GMF bought the properties in 2012 in a bond deal exposed by the I-TEAM as bypassing all city protocol under then Mayor Alvin Brown.
Curry and Dennis addressed that skirted process directly with the secretary of HUD in Washington, D.C., and learned that it is already on HUD's radar, too.
“Part of the issues is that when this owner took control of these properties, these assets, the underwriting process wasn't solid, wasn't sound,” Curry said. “Simply put to your viewers, it would be like someone trying to buy a home and their income was not properly vetted as to whether or not they can afford the home, but also afford the insurance and afford the maintenance. This is playing with people's lives.”
Trail of troubles for GMF
The planned sale of GMF's Jacksonville properties follows a magnitude of issues at Hamlet's properties all across the country.

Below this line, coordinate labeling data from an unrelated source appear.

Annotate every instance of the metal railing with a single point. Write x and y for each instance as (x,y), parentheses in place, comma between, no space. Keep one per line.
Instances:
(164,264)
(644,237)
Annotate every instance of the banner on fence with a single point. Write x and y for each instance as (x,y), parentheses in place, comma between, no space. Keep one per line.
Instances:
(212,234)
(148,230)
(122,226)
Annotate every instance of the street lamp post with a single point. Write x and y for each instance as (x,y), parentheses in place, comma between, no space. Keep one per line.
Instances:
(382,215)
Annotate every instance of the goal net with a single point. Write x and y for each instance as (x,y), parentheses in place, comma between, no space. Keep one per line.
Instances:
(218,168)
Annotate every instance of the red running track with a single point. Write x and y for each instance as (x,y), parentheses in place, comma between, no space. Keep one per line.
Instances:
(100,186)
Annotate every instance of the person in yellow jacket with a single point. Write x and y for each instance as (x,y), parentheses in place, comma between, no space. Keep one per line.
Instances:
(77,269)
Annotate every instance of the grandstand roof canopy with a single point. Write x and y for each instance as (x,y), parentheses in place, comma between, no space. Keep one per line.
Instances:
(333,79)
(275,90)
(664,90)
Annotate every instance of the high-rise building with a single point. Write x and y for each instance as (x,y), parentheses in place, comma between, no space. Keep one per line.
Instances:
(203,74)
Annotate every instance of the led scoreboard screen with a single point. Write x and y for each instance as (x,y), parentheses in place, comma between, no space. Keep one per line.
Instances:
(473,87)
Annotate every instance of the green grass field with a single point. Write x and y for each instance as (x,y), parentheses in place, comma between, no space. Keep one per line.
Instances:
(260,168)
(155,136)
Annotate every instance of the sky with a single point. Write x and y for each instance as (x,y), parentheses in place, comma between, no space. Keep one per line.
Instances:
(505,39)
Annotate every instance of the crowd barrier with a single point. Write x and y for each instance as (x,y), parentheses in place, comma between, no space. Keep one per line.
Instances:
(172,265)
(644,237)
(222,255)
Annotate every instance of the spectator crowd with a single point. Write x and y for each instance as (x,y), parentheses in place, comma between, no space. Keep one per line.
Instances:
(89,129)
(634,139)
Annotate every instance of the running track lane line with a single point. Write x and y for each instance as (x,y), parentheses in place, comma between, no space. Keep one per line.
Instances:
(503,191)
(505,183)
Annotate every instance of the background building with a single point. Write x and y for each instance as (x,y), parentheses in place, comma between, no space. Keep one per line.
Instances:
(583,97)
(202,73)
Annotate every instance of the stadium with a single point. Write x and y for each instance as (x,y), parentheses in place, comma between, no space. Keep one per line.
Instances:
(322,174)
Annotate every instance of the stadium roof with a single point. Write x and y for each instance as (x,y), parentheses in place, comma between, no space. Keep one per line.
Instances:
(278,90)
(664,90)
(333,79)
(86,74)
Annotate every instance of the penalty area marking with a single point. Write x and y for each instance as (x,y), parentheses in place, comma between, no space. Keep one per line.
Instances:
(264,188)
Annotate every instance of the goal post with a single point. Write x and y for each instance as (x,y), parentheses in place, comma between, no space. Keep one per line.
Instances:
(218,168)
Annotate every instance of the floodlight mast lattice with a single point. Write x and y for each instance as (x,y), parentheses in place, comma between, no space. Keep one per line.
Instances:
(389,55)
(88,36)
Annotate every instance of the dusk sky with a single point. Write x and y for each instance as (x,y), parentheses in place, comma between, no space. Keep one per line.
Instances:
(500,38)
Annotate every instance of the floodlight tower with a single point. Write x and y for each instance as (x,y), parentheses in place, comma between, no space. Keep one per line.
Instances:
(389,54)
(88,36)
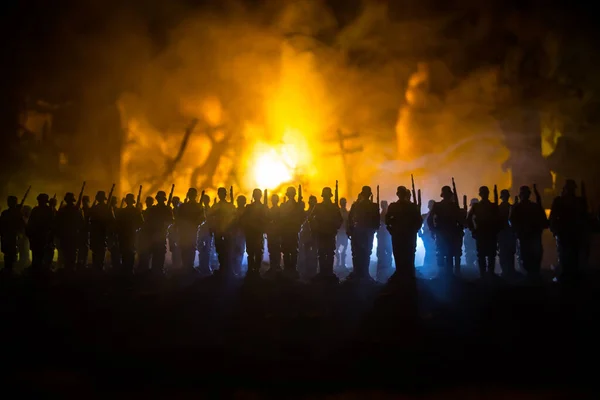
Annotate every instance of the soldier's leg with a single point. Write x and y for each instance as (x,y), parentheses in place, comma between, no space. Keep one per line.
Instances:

Things really began to fall apart for GMF financially earlier this year in Memphis, Hamlet's hometown.
HUD cut off rent subsidies for more than 1,000 residents in February at Warren and Tulane Apartments, which the I-TEAM visited last year.
The loss of those federal funds caused Hamlet's $12 million in municipal bonds that he purchased to default, putting all of his Section 8 investments in jeopardy.
At the same time, conditions deteriorated at many of his properties, according to a federal inspection report, which also documented health and safety concerns like buckled ceilings and leaking pipes.
Federal officials were relocating more than 1,000 residents in Memphis.
The code enforcement violations continued at his Section 8 housing complex Windsor Cove in Orlando, including exposed electrical boxes, leaking ceilings and leaking pipes reported by residents.
Meanwhile at the Forest Cove apartments in Atlanta, residents complained of rodents, mold and sewage.
Other violations included roach infestations, fire exits that couldn't be used and broken smoke detectors.
GMF was recently audited with regard to its Goodwill Village apartment complex in Memphis, one of the properties now up for sale.
The accounting firm that looked at its monthly financial reports found issues with the bookkeeping.
The audit also pointed out a 2015 HUD inspection score of 49c, which is below the passing level of 60.
“The owner was unaware of the magnitude of the safety issues noted in the REAC inspection report,” according to the report.
GMF's housing bonds for its Tennessee properties are under the national microscope and are even being followed by Bloomberg News.
When HUD voided housing contracts for two GMF-owned complexes in Memphis, Hamlet's hometown, the company lost millions in taxpayer subsidies, and the bonds tanked to a Triple C rating, with their value dropping to just 21 cents on the dollar.
GMF owns 60 apartment complexes across the country in other states like Alabama, Indiana, Louisiana, New York and North Carolina. Some of those properties, which are are not listed for sale, are thriving and don't have code compliance issues.